Here is the next five:
1. This will be short.
Whether an announcement or a devotional thought, this is hardly ever the case. “Short announcement” is an oxymoron. When someone shows up to your event/program/worship service asking if they “can make a short announcement” look at them, tell them to hold on for a minute and run away. You can always ask for forgiveness later.
2. In conclusion.
Preaching a sermon is like flying a plane. The conclusion of the sermon is like landing a plane. You know what happens when you fly a plane in circles and do not land? It crashes and burns. Hence the smoke smell you perceive in your clothes after you preach.

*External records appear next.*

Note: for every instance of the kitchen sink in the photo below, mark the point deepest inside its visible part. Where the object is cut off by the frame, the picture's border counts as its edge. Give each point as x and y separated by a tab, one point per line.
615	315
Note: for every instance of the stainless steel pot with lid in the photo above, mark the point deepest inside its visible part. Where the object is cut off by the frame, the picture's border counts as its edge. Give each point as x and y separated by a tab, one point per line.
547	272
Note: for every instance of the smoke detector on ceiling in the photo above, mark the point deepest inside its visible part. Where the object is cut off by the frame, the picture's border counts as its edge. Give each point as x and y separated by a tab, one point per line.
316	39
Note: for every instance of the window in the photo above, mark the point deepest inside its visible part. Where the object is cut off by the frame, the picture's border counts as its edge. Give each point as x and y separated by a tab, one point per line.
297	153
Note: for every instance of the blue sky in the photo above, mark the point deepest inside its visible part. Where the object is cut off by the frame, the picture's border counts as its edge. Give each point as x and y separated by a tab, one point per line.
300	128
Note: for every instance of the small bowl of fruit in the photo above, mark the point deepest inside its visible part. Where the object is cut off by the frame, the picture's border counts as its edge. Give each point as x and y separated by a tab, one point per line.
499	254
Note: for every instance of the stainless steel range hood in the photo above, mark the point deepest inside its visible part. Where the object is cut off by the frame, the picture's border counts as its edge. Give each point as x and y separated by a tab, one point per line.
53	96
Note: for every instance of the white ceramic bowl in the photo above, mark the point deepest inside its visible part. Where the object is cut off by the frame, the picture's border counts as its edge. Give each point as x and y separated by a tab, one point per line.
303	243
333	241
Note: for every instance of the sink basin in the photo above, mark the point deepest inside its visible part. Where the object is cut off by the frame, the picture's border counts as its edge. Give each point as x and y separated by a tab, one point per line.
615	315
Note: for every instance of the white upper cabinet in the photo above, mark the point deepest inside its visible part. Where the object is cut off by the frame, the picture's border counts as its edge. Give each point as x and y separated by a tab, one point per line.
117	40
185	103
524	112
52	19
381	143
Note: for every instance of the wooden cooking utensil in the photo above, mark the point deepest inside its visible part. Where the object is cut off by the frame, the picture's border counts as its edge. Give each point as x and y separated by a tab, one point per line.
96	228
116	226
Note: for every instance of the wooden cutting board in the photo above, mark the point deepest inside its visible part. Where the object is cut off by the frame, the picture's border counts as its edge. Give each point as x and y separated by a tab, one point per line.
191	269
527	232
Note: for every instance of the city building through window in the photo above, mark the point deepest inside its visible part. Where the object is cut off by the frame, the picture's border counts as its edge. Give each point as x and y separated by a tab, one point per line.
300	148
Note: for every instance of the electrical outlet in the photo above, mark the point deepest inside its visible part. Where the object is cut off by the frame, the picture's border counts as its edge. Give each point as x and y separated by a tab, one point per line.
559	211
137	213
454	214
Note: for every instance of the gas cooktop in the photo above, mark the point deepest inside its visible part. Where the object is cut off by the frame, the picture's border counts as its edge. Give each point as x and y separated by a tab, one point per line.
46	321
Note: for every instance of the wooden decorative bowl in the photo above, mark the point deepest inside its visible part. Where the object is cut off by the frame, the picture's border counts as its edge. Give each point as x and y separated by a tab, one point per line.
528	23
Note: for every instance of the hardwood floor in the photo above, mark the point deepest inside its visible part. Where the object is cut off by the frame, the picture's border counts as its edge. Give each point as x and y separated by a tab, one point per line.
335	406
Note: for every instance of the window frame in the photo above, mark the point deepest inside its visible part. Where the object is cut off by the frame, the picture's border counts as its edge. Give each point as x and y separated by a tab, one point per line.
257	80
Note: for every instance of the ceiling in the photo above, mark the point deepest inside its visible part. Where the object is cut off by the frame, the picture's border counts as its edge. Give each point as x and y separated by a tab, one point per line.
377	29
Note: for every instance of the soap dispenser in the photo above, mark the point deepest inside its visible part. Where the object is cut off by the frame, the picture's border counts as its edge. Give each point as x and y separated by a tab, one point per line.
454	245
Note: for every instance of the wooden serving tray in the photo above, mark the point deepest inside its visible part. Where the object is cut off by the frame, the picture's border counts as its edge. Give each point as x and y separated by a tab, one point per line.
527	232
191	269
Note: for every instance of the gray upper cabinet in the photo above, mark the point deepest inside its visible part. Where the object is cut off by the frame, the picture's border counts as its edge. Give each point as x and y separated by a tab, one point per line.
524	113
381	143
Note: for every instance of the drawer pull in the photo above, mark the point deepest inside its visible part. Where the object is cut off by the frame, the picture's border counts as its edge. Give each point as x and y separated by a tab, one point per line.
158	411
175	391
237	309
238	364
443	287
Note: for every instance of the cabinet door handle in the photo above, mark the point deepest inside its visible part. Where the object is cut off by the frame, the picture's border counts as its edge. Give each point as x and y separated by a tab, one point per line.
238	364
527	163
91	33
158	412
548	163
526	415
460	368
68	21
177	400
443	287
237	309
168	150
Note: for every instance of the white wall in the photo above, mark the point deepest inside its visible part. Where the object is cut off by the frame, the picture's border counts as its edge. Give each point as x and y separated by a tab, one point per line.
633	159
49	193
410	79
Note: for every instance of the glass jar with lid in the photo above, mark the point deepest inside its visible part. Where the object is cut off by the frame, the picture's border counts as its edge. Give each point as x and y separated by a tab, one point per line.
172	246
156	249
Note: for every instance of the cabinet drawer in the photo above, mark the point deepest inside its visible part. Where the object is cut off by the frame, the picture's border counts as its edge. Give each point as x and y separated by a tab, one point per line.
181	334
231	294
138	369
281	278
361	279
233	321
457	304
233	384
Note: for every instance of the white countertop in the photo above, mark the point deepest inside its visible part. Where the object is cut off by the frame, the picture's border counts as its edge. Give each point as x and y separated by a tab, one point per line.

You know who you are. Land the plane!
3. As far as possible, kneel.
This one I heard this week from a colleague at the Union, it’s one of his pet peeves with worship. He says: “I did not know you could go past the floor. What do you mean as far as possible?”
4. To make a long story short.
Too late. Usually by the time that statement is made, the story is already long. This phrase is a cousin of #1 (see above). This is especially disturbing when it’s the fifth time you have heard that story. Spouses, I feel your pain.
5. Will the visitors please stand? You are the flowers of our church.
This phrase contains three crucial mistakes.
- Visitors. A better word is guest.
- Stand. No one likes that. Proven by data, surveys, science. No one.
- Flowers: Imagine a church with members from Mexico (or any other country). This one guy shows up as a guest with the belt, the hat and the boots. A man’s man. A macho man. He was a recognized from the front. He was called a flower. He never returned.